Do I owe tax on stocks I sell inside a Roth IRA or 401(k)?

No. Trades inside tax-advantaged accounts (Roth IRA, traditional IRA, 401(k), HSA) are not taxable events. You can buy and sell freely without triggering capital gains. Traditional IRA and 401(k) withdrawals are taxed as ordinary income whenever you take the money out, but the trades themselves are not. Roth IRA qualified withdrawals are entirely tax-free. This is one of the biggest reasons to max retirement accounts before taxable investing.

How does state tax affect my stock profit?

Most states tax capital gains as ordinary income at your state rate, with no preferential long-term rate. So a California resident in the 9.3% top bracket pays 9.3% state tax on top of federal LTCG. Nine states have no income tax (Alaska, Florida, Nevada, New Hampshire, South Dakota, Tennessee, Texas, Washington, Wyoming) and therefore no state capital gains tax. New Hampshire taxes interest and dividends only, not capital gains.

What if I receive stock as a gift or inheritance?

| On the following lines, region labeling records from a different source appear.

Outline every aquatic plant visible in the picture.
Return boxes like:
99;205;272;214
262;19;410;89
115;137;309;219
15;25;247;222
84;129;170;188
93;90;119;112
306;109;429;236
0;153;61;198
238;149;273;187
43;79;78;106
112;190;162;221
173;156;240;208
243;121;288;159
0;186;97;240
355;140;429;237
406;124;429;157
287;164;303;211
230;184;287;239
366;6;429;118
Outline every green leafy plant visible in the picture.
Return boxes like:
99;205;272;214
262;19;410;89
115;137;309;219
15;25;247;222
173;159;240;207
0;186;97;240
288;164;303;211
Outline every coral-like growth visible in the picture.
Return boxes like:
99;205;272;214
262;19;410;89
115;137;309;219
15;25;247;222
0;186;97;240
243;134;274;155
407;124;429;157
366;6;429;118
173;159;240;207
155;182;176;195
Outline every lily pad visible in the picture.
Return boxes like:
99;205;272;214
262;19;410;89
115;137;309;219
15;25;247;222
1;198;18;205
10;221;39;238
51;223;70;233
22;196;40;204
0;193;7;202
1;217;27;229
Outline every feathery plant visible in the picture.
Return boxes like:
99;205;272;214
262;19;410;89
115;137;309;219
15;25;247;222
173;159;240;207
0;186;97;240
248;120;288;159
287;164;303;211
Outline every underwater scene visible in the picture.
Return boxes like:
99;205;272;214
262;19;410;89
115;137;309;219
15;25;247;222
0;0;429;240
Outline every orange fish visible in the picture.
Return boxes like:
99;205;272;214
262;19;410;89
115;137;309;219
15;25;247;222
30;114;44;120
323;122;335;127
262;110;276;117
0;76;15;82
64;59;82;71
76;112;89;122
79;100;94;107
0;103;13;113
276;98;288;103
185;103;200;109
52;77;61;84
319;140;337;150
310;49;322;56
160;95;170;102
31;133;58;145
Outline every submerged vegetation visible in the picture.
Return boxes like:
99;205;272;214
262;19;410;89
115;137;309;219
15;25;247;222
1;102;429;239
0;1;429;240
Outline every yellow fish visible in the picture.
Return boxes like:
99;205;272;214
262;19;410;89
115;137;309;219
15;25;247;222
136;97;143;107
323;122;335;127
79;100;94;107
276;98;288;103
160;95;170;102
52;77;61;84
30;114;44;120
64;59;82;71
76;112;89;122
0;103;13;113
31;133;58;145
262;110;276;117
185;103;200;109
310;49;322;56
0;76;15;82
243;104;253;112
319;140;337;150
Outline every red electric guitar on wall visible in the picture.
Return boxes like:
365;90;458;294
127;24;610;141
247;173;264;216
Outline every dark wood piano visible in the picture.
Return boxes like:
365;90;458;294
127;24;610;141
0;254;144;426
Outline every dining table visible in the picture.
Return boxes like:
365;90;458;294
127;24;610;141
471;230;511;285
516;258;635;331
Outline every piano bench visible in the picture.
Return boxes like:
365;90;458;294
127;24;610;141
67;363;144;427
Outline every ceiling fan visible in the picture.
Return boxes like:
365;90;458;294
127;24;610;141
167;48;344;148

Inherited stock gets a "step-up in basis" to the fair market value on the date of death, which can wipe out decades of unrealized gains tax-free. Gifted stock keeps the original donor cost basis (carryover basis), which means you inherit any built-in gain. The step-up rule is one of the most powerful tax provisions in the code — selling inherited stock the day after inheritance often triggers zero capital gains tax.

How do I calculate profit on partial share sales?

Apply your chosen cost basis method (FIFO, specific ID, or average) to the shares you sold. If you bought 100 shares at $50 and another 100 at $70, then sell 100 shares at $80: under FIFO your cost basis is $5,000 (the first lot) and your gain is $3,000; under specific identification you can sell the $70 lot for a $1,000 gain instead, saving on taxes if you want to minimize the realized gain.

Do dividends count as part of my stock profit?

Dividends are separate from your capital gain on the sale, but they are taxable in the year received. Qualified dividends (most US stocks held more than 60 days) get the same favorable rates as long-term capital gains: 0%, 15%, or 20%. Non-qualified dividends — including most REIT distributions and some foreign stocks — are taxed as ordinary income. When calculating total return, add reinvested dividends to your gain to see the true holding-period return.

Sources: IRS Rev. Proc. 2025-32, IRS Publication 550 (Investment Income and Expenses), IRS Topic 409 (Capital Gains and Losses), Section 1411 NIIT.

Disclaimer: Estimates only. Tax outcomes depend on your full situation including state taxes, AMT, prior loss carryovers, and other factors. Consult a tax professional for your specific circumstances.